I am reminded of the classic ‘Murder in the Orient Express’ an Agatha Christie, Hercule Poirot thriller where in response to Poirot’s question, Ingrid Bergman says, she left the USA to look after the ‘poor brown babies of India’.
1. When you think of “to,” “for,” or “with” relationships, which type comes more natural to you? – I have always had a revulsion to approaching mission work as if I were the “great, white savior” ministering to the poor, downtrodden unfortunates. So much so that I have, for many years, refused to participate in “mission opportunities” that were hit and miss and designed more as an excuse to travel and visit exotic places than as chances to get to know and work with other people.
2. What scares you about “with” relationships? What inspires you about them? – I can be timid about approaching new people in new situations, so it’s difficult for me to get out of my comfort zone and try to meet folks who are not like me. I’m always afraid of appearing like the “Lady Bountiful,” to people who have less than I do materially. I’m usually inspired by the resilience, and faith of those less fortunate than I am monetarily. They have plummed depths of fortitude unknown to me.
3. Think of some paradoxes in your own life. Write them in your journal “I am __________ and __________.” How easy or hard is this to accept?
- I am knowledge-wise and relationship-ignorant. – I’m self-aware enough to know that this is so, but I struggle daily to become more relationship wise.
- I am quick to complete tasks and I dislike correction. – I know I should be more careful about being sure tasks are correct before I declare them finished, but I struggle with this.

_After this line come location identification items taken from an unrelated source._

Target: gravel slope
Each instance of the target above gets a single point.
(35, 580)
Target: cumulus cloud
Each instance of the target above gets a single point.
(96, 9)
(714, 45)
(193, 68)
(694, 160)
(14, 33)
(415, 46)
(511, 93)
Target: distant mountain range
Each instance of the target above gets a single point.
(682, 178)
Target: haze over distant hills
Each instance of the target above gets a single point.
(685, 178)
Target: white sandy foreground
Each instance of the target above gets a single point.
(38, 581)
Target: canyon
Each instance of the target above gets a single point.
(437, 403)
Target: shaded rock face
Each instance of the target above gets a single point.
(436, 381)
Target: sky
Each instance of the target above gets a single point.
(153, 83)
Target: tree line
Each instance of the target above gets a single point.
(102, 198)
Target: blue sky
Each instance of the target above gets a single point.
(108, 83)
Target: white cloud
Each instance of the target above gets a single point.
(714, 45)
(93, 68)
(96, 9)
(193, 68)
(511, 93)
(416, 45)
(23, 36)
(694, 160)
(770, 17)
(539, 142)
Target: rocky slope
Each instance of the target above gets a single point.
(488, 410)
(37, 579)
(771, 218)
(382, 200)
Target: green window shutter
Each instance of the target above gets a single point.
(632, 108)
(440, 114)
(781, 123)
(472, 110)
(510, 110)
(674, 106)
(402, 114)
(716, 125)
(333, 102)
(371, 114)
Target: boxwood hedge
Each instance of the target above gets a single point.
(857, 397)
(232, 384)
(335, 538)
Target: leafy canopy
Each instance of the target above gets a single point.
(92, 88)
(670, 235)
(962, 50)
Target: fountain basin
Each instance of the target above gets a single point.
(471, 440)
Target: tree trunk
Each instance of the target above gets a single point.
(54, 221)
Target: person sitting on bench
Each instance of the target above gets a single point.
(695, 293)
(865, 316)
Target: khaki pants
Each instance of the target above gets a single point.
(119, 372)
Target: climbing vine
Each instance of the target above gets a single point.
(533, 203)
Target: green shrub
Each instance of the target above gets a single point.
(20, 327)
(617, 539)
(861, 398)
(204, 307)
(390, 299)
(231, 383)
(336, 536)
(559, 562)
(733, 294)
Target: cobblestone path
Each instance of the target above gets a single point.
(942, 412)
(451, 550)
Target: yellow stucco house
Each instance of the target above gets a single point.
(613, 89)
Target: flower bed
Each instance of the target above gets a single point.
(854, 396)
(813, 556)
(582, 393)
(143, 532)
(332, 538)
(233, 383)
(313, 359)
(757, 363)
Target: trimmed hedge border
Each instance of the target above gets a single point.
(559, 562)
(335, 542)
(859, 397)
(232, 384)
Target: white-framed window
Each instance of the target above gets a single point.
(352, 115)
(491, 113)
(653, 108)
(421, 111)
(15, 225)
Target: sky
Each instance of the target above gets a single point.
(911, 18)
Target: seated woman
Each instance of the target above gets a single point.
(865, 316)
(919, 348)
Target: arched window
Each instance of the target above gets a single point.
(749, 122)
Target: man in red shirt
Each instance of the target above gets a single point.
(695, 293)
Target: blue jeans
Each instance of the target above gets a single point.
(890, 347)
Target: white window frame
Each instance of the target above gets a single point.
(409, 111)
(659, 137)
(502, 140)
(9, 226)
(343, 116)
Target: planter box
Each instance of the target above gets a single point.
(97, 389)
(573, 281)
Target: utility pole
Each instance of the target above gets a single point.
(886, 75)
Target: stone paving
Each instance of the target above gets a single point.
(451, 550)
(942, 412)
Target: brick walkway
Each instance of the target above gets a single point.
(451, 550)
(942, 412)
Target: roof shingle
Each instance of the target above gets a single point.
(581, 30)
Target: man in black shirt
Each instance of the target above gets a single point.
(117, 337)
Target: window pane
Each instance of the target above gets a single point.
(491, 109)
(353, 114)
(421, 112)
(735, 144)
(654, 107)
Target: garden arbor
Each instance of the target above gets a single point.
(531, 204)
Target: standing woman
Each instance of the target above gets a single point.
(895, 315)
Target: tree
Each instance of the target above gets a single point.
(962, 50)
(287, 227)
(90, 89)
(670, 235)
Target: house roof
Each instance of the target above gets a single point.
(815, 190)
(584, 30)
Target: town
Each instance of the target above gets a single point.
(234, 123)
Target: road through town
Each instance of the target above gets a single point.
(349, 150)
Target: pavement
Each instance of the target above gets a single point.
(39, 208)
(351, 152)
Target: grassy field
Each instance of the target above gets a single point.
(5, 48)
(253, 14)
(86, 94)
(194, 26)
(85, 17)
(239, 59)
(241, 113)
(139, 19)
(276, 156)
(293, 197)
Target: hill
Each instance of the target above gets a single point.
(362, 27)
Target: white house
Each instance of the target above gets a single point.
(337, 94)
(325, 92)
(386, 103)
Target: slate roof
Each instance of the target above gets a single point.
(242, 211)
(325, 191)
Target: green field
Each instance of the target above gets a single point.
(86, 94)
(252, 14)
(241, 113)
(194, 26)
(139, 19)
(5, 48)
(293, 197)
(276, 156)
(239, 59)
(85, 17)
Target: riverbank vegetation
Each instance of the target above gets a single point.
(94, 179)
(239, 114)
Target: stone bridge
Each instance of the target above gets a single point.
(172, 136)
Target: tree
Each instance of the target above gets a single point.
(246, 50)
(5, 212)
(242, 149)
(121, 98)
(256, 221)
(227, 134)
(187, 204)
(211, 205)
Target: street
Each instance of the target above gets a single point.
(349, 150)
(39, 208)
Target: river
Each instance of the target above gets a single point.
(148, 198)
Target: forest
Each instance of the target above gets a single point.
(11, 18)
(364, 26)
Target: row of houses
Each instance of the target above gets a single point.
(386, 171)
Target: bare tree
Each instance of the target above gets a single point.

4. Do you have more of a tendency to be codependent, independent, or interdependent? Write which one best describes you and why. – I am very independent, and I know I will have a hard time sharing control of meetings with my resident that I am mentoring at Interfaith Housing Coalition. I’ve only had two meetings there, and I know I will have to lean heavily on the techniques I learned in Stephen Minister training, of being non-judgmental, and listening carefully, and fully, before jumping in. I will have to be careful not to be controlling, but to allow the resident to work out their own problems, only offering advise when asked or when absolutely necessary.